Compare this latency to sobel.cpp in Part 2 when you pipelined the flattened loop:

#pragma HLS loop pipeline
 for (int i = 0; i < (HEIGHT - 2) * (WIDTH - 2); i++) {
 // increment row when column reaches end of row
 y = (x == WIDTH - 2) ? y + 1 : y;
 // increment column until end of row
 x = (x == WIDTH - 2) ? 1 : x + 1;
 When we run compile software to hardware  and we look at the summary report:
====== 3. Pipeline Result ======
+-------------------------+--------------+-------------+-------------------------+---------------------+-----------------+-----------------+---------+
| Label | Function | Basic Block | Location in Source Code | Initiation Interval | Pipeline Length | Iteration Count | Latency |
+-------------------------+--------------+-------------+-------------------------+---------------------+-----------------+-----------------+---------+
| for_loop_sobel_cpp_20_5 | sobel_filter | %for.body | line 20 of sobel.cpp | 4 | 11 | 260100 | 1040407 |
+-------------------------+--------------+-------------+-------------------------+---------------------+-----------------+-----------------+---------+

The initiation interval of the flattened loop is still 4. But the pipeline length/depth is now 1 cycle longer (11 cycles instead of 10 cycles).

When you run co-simulation

you see the Console output as shown below:

Number of calls: 1
Cycle latency: 1,040,413
SW/HW co-simulation: PASS
make[1]: Leaving directory '.../workspace/sobel_part2'
15:59:45 Build Finished (took 1m:40s.823ms)

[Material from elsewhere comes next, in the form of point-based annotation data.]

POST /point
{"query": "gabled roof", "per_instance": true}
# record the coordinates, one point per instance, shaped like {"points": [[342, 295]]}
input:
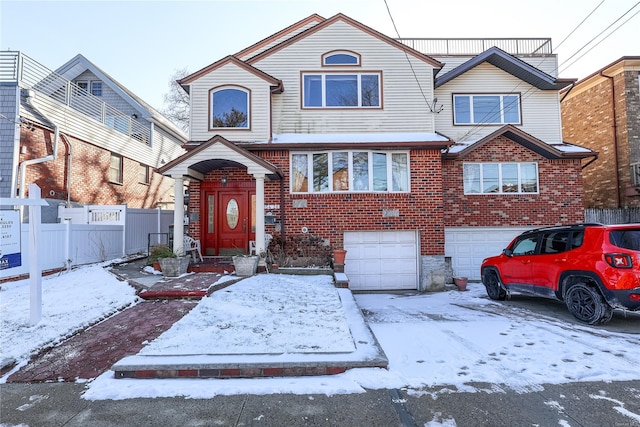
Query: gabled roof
{"points": [[79, 64], [280, 36], [276, 85], [561, 150], [340, 17], [510, 64], [217, 153]]}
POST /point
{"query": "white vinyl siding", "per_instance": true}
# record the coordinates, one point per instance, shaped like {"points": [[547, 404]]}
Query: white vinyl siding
{"points": [[403, 106], [230, 74], [540, 110]]}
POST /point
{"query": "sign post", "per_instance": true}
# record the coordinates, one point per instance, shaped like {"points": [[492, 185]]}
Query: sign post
{"points": [[35, 274]]}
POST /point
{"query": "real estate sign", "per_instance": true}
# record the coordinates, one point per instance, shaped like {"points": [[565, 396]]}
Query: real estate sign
{"points": [[10, 255]]}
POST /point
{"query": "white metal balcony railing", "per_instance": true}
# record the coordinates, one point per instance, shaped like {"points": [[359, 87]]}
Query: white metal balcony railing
{"points": [[525, 46], [18, 68]]}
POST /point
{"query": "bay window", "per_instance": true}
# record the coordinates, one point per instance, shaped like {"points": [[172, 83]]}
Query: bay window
{"points": [[486, 109], [350, 171], [501, 178]]}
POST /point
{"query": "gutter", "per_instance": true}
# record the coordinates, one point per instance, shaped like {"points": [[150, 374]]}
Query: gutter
{"points": [[615, 135], [56, 137]]}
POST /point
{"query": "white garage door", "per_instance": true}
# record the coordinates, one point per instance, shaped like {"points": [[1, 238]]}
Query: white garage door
{"points": [[381, 260], [468, 246]]}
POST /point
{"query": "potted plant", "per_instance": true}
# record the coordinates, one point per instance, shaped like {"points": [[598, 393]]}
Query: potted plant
{"points": [[460, 282], [339, 256], [169, 262], [156, 252], [245, 265]]}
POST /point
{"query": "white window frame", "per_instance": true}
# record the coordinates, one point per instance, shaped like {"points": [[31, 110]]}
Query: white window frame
{"points": [[351, 178], [119, 170], [213, 91], [471, 118], [323, 76], [500, 178]]}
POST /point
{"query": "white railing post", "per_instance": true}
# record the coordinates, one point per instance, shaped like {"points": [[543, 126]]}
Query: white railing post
{"points": [[35, 274]]}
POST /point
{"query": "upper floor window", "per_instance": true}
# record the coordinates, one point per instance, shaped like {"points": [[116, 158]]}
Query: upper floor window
{"points": [[507, 178], [486, 109], [115, 168], [340, 58], [92, 87], [349, 171], [229, 107], [361, 90]]}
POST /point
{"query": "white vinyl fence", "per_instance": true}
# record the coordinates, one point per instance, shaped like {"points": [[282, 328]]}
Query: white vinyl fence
{"points": [[92, 234]]}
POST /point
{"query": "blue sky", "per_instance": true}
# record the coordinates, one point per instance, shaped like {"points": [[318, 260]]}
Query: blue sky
{"points": [[142, 43]]}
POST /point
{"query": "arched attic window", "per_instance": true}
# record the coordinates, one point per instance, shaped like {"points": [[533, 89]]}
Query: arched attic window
{"points": [[229, 107], [340, 57]]}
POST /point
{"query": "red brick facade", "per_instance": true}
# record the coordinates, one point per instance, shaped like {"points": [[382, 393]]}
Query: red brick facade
{"points": [[90, 173], [330, 215], [603, 114], [559, 200]]}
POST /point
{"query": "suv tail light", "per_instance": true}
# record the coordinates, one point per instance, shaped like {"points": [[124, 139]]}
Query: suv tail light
{"points": [[619, 260]]}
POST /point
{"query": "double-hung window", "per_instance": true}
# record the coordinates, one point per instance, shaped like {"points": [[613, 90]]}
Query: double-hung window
{"points": [[505, 178], [229, 107], [115, 168], [350, 171], [486, 109], [341, 90]]}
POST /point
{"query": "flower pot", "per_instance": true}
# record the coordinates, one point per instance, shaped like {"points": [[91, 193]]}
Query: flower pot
{"points": [[461, 283], [174, 267], [339, 255], [245, 265]]}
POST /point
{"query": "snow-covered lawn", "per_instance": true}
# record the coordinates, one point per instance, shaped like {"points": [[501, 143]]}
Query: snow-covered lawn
{"points": [[450, 339]]}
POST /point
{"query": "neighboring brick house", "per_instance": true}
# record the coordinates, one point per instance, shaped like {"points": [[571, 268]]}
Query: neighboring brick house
{"points": [[602, 112], [402, 158], [81, 137]]}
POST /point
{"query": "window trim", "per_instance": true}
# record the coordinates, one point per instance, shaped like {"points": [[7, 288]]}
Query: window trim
{"points": [[500, 181], [324, 74], [146, 176], [120, 170], [350, 170], [472, 95], [331, 53], [210, 101]]}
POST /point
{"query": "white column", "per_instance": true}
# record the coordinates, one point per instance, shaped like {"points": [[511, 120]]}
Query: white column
{"points": [[259, 212], [178, 214]]}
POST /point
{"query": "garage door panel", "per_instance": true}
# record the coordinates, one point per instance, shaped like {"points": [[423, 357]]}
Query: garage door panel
{"points": [[381, 260]]}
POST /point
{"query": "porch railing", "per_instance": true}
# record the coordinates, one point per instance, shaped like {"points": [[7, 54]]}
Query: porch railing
{"points": [[526, 46], [18, 68]]}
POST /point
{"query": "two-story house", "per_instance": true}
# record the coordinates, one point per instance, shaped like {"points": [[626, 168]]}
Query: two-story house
{"points": [[602, 112], [81, 137], [402, 158]]}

This cycle latency roughly corresponds to the 1,040,407 latency reported in the last column, “Latency” in the pipeline summary report. Flattening the loop improves the cycle latency from: 1,052,677 to 1,040,413 (1% improvement). In this case, there is not much improvement by loop flattening. But depending on the loop nest, there can be a big impact.